Am 12.09.22 um 10:11 schrieb Christoph Läubrich:
So I can only assume that this "meta-question" was not a real question but more a "joke"

Actually, there *is* more to it than a joke (despite the smileys in my post). I might continue down the alley "I can only search for things which I expect to exist", but still that's not the real reason why I asked the meta question.

Let me pick out just three paragraphs from the very mail to which Christoph responded:

Am 11.09.22 um 15:38 schrieb Stephan Herrmann:
Perhaps the discussion got derailed because people saw "rules" ("thou shalt do X") and were quick to reject anything limiting their freedom.

What you mention concerns the pursuit of helpful information ("how can I do Y?"), which doesn't require us to agree on any discipline.

Both kinds of discussions _could_ converge into a shared, living document "how do we do Z?". And that document should be posted right on the front door to JDT.

Three simple ways to ask different questions.

Now, here comes my compiler engineer attitude, in which each word can make an important difference (you need to be very, very careful with words when reading JLS, as well - of course - when you try to translate that into java).

I did NOT ask:
  "how can I contribute to CONTRIBUTING.md?"
This is the question Christoph answered, but I asked a different question:
  "how does one contribute to CONTRIBUTING.md?"

If you match that against the three paragraphs above (from the same mail), you'll see that this best matches to the third paragraph, where I speak of blending rules and technical guidance into a common document of - let's call it: shared habits.

So now that we all are aware that it is *possible* to edit files directly in GitHub, there could still be reasons why we might not *want* to do that.

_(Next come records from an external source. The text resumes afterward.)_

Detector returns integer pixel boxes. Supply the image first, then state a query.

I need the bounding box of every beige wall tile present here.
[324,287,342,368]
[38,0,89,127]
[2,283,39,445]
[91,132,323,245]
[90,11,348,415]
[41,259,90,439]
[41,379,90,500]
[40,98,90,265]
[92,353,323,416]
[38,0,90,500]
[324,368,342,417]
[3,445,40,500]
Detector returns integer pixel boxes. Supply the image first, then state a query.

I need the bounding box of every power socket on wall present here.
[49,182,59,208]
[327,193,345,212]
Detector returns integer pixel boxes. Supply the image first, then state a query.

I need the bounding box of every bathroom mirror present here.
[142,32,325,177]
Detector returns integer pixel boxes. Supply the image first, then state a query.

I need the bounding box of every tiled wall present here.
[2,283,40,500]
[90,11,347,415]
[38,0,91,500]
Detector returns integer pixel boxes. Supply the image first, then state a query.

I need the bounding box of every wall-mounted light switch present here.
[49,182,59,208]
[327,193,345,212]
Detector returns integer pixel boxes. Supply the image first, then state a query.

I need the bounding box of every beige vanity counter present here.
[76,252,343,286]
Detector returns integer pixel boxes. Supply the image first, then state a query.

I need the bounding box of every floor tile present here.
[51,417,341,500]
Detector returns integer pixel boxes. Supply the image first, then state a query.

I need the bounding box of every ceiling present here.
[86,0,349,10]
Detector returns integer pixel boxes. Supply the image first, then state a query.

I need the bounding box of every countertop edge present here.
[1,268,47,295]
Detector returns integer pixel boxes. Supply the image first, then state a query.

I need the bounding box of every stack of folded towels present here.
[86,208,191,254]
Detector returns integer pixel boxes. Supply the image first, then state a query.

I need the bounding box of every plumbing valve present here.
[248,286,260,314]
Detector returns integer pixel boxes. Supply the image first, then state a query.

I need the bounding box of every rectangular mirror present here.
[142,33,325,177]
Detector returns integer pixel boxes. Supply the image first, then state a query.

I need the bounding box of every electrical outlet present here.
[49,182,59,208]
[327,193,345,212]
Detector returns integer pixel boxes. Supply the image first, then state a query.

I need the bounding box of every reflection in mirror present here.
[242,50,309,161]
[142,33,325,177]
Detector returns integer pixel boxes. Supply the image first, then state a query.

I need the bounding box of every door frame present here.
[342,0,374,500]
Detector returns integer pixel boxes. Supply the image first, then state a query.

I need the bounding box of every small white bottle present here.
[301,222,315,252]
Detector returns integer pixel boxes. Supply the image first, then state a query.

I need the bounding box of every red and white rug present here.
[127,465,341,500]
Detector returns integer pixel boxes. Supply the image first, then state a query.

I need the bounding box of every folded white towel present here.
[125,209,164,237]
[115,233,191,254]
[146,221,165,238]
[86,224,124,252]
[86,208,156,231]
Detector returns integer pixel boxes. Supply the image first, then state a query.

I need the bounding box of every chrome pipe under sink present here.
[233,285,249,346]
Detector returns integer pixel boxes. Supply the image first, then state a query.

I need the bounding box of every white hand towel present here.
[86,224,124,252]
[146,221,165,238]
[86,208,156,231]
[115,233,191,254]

E.g., I have been told that editing files in GitLab (yea, different tool) using the Browser can severely screw up the encoding or line-endings or such. DONT.

But the thing that really got me thinking: do we want to think of our git repos as wikis? wiki-wiki is the technology for quickly editing a shared hypertext document. Quickly! The JDT git repositories, however, should be modified only with great care and reviews and all that. So the question I was trying to ask, is:

  "Do we want our git repo to be edited in wiki-style using a web browser?"

When only the top-level jdt-git is treated that way, *perhaps* this is fine - pending agreement by the team. But if we capture contributing-hints in each component's git repo, this would mean that our git repo history will be a chatty mix of wiki edits and code changes, right? Do we want that?

If browser-editing CONTRIBUTING.md is OK, perhaps we can do it also to other files? Perhaps just fix a typo in some messages.properties text file? Or, hey, that code formatting looks weird, let me just quickly fix that in the browser. Save. Done.

And finally, when I asked: "Is a PR needed for that?" -- please imagine that this question could perhaps mean: do we *want* PRs in order to apply some quality control also to text edits?

I'm just asking questions. Perhaps everybody already knows all the answers, but I'm not sure that those will be the same answers across the group. That's why I'm more and more reluctant to use the term "team".